Day 8 — Accessible Version
Setting Boundaries That Stick
A boundary isn't controlling her — it's deciding what you will do. Learn to set one clear limit, follow through consistently, and stop apologising for protecting yourself.
Part 1 of 2: Setting Boundaries That Stick
A boundary is not a punishment. It's not controlling her. It's a limit you set to protect your own wellbeing.
Boundaries feel hard because you've been taught that her comfort comes first. Setting a limit feels like doing something wrong.
But: you are allowed to have limits. 'I won't engage when you're yelling' is not disrespectful—it's self-protective.
The key: you can only control your behavior, not hers. A boundary is what YOU will do, not what you demand she do.
Example: 'When you yell, I will leave the room.' Not 'Stop yelling.' You own your response—that's the whole boundary.
Boundaries won't change her. But they change your experience. And that's exactly what they're meant to do.
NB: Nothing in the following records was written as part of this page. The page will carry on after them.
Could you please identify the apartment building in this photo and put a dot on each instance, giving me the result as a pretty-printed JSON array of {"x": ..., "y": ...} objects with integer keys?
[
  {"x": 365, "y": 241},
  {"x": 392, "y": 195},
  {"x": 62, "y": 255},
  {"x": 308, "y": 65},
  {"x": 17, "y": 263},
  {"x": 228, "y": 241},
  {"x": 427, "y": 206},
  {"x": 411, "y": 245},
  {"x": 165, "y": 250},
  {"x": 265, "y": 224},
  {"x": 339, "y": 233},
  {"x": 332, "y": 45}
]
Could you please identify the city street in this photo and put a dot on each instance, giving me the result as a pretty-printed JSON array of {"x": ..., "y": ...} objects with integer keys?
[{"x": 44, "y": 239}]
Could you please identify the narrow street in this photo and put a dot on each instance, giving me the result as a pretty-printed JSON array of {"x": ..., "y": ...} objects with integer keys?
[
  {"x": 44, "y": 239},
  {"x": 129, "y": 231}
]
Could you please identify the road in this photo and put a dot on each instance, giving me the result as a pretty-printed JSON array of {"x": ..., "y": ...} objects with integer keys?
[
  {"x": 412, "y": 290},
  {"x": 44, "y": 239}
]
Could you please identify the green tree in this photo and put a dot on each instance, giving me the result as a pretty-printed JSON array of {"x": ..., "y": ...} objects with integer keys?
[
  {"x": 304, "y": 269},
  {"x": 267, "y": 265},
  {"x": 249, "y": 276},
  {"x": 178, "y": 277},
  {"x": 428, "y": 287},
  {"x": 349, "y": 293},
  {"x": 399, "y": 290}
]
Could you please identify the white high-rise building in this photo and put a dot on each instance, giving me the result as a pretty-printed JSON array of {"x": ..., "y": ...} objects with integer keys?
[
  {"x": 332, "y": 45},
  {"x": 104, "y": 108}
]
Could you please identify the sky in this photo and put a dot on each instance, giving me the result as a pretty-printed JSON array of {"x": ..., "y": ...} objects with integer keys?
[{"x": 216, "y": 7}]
Part 2 of 2: Protecting Your Wellbeing
Today you write one boundary—your most important one—and practice stating it clearly and calmly.
Your boundary starts with 'When ___' and continues with 'I will ___.' Fill in both halves now.
Expect pushback. When you first set a boundary, it will be tested. That's normal—and it's not a sign it's wrong.
Your job isn't to convince her the boundary is fair. Your job is to follow through on your side—consistently.
A boundary you don't follow through on teaches her it isn't real. Consistency is what makes it a boundary, not words.
You know your limits. You enforce them. The border of your shield is complete — every edge reinforced.